King Arthur and Camelot
To Tennyson, King Arthur symbolizes the ideal man, and
Arthurian England was England in its best and purest form. Some
of Tennyson’s earliest poems, such as “The Lady of Shalott,” were
set in King Arthur’s time. Indeed, Tennyson rhymes Camelot,
the name of King Arthur’s estate, with Shalott in
eighteen of the poem’s twenty stanzas, thereby emphasizing the importance
of the mythical place. Furthermore, our contemporary conception
of Camelot as harmonious and magnificent comes from Tennyson’s poem. Idylls
of the King, about King Arthur’s rise and fall, was one
of the major projects of Tennyson’s late career. Queen Victoria
and Prince Albert envisioned themselves as latter-day descendents
of Arthur and the Knights of the Round Table, and their praise helped
popularize the long poem. But King Arthur also had a more personal representation
to Tennyson: the mythic king represents a version of his friend
Arthur Henry Hallam, whose death at twenty-two profoundly affected
Tennyson. Hallam’s death destroyed his potential and promise, which
allowed Tennyson to idealize Hallam. This idealization allows Tennyson
to imagine what might have been in the best possible light, much
as he does when describing King Arthur and his court.
The Imprisoned Woman
The imprisoned woman appears throughout Tennyson’s work.
In “Mariana,” a woman abandoned by her lover lives alone in her
house in the middle of desolate country; her isolation imprisons
her, as does the way she waits for her lover to return. Her waiting
limits her ability and desire to do anything else. “The Lady of Shalott”
is likewise about a woman imprisoned, this time in a tower. Should
she leave her prison, a curse would fall upon her.
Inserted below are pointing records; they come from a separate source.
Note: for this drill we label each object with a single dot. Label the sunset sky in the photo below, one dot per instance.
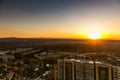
(59, 18)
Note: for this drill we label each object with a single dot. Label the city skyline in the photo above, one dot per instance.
(60, 19)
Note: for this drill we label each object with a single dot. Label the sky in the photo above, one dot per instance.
(59, 18)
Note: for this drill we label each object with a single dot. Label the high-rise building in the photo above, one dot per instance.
(103, 72)
(60, 70)
(89, 70)
(70, 69)
(79, 70)
(115, 73)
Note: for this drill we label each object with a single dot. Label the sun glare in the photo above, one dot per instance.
(94, 35)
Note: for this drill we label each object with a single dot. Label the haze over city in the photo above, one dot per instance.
(77, 19)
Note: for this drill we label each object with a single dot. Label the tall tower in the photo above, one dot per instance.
(69, 69)
(103, 72)
(60, 70)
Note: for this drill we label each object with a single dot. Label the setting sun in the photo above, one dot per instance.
(94, 35)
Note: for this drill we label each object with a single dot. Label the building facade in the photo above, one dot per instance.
(70, 69)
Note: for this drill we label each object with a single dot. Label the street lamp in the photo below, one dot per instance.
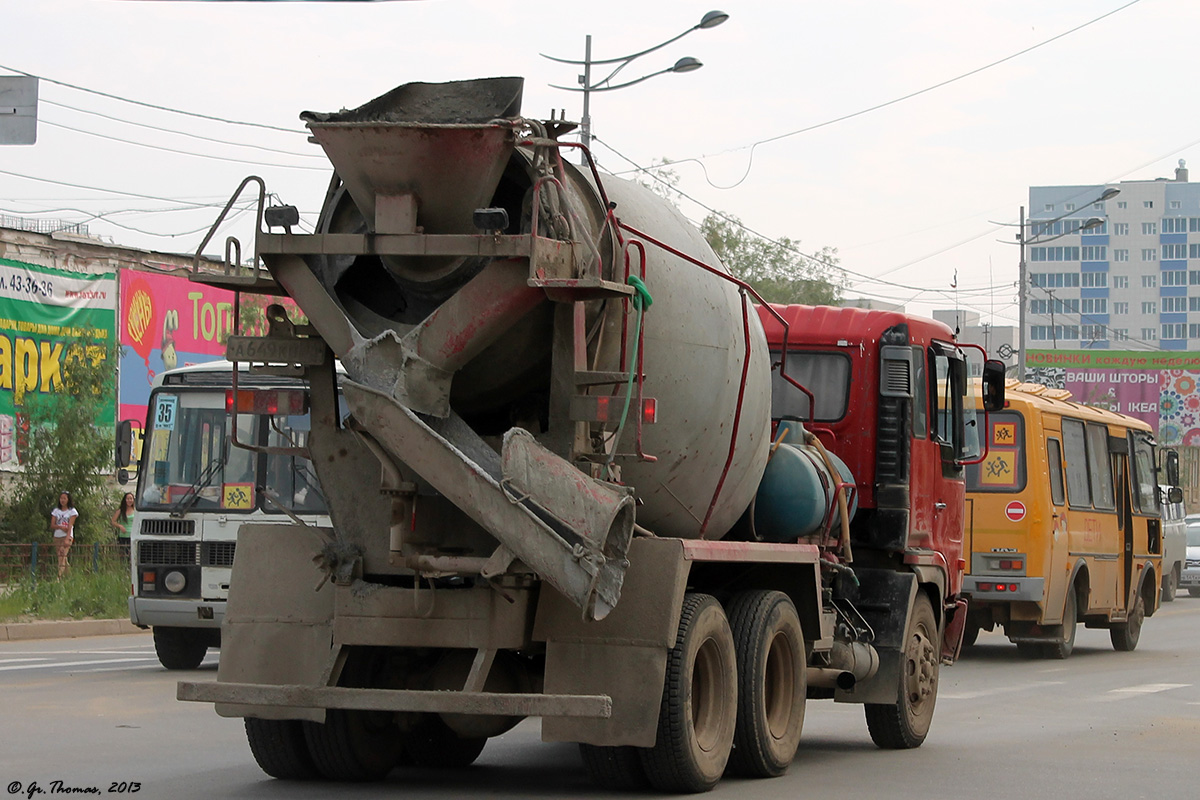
(1023, 276)
(687, 64)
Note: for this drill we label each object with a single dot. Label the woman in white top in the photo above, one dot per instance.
(63, 527)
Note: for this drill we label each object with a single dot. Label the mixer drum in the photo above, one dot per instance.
(695, 336)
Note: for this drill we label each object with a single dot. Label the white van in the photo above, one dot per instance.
(1189, 578)
(1175, 540)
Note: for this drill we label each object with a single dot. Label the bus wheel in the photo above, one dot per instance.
(700, 702)
(616, 769)
(1125, 635)
(1069, 619)
(772, 683)
(180, 648)
(280, 749)
(905, 723)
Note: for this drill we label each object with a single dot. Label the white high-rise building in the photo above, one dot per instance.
(1129, 283)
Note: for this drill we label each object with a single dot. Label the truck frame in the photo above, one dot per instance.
(551, 500)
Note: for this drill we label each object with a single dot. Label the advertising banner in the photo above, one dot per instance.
(166, 322)
(1158, 386)
(42, 311)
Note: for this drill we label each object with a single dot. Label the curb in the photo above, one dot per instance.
(66, 629)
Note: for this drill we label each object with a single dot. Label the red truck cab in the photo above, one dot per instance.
(891, 400)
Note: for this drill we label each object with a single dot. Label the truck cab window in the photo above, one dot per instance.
(825, 374)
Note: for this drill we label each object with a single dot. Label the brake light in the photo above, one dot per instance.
(649, 410)
(268, 401)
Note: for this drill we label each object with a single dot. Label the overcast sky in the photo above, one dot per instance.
(906, 193)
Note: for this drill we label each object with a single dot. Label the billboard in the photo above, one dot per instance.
(1156, 386)
(166, 322)
(42, 310)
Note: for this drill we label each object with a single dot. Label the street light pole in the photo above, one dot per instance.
(687, 64)
(586, 79)
(1023, 294)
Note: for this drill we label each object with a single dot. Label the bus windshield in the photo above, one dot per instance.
(191, 464)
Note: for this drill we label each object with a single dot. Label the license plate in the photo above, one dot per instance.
(310, 353)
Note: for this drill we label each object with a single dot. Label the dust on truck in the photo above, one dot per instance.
(559, 491)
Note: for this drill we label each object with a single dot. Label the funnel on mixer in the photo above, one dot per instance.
(445, 144)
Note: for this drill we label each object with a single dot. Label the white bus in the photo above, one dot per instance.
(198, 483)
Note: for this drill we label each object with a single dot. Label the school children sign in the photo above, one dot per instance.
(42, 311)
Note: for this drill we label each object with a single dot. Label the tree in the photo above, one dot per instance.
(63, 449)
(775, 269)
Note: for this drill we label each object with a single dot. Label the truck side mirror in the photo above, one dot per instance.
(993, 385)
(124, 444)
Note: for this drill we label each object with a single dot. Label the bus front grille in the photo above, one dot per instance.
(217, 553)
(163, 527)
(166, 553)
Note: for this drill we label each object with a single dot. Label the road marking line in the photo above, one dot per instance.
(69, 665)
(88, 672)
(1147, 689)
(996, 690)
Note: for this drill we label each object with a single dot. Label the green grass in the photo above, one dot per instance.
(81, 595)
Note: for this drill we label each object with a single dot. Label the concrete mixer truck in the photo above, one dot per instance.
(580, 474)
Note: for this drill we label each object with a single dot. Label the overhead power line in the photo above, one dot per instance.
(181, 152)
(154, 106)
(184, 133)
(755, 145)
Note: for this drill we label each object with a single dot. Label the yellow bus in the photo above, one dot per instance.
(1063, 524)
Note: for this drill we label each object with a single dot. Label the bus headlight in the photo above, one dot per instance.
(174, 582)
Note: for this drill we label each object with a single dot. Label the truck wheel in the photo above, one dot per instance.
(700, 702)
(180, 648)
(432, 744)
(616, 769)
(1069, 623)
(905, 723)
(1125, 635)
(280, 749)
(354, 745)
(772, 683)
(1170, 585)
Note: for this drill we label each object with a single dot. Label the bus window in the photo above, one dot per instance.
(1079, 489)
(1054, 458)
(292, 479)
(1101, 467)
(1145, 482)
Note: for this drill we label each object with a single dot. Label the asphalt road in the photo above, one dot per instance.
(100, 711)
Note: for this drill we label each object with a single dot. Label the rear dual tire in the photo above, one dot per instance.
(905, 723)
(700, 699)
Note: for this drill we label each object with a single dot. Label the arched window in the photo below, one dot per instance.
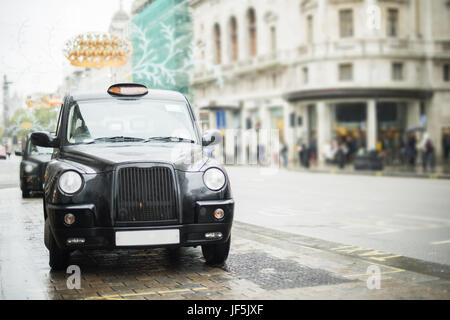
(233, 39)
(252, 42)
(217, 44)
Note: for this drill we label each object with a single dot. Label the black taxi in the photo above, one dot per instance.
(129, 170)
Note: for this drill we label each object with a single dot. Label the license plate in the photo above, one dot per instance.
(147, 238)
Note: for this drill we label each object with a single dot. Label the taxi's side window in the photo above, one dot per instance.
(58, 123)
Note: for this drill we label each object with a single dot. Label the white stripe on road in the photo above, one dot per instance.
(440, 242)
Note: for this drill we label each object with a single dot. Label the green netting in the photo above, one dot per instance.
(162, 45)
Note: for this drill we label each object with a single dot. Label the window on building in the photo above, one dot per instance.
(392, 23)
(273, 39)
(397, 71)
(447, 72)
(346, 23)
(234, 39)
(346, 72)
(305, 75)
(309, 29)
(217, 43)
(252, 41)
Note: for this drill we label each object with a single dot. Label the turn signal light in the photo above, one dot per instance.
(219, 214)
(69, 219)
(75, 241)
(213, 235)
Tennyson, like
many other Victorian poets, used female characters to symbolize
the artistic and sensitive aspects of the human condition. Imprisoned
women, such as these Tennyson characters, act as symbols for
the isolation experienced by the artist and other sensitive, deep-feeling
people. Although society might force creative, sensitive types to
become outcasts, in Tennyson’s poems, the women themselves create
their own isolation and imprisonment. These women seem unable or
unwilling to deal with the outside world.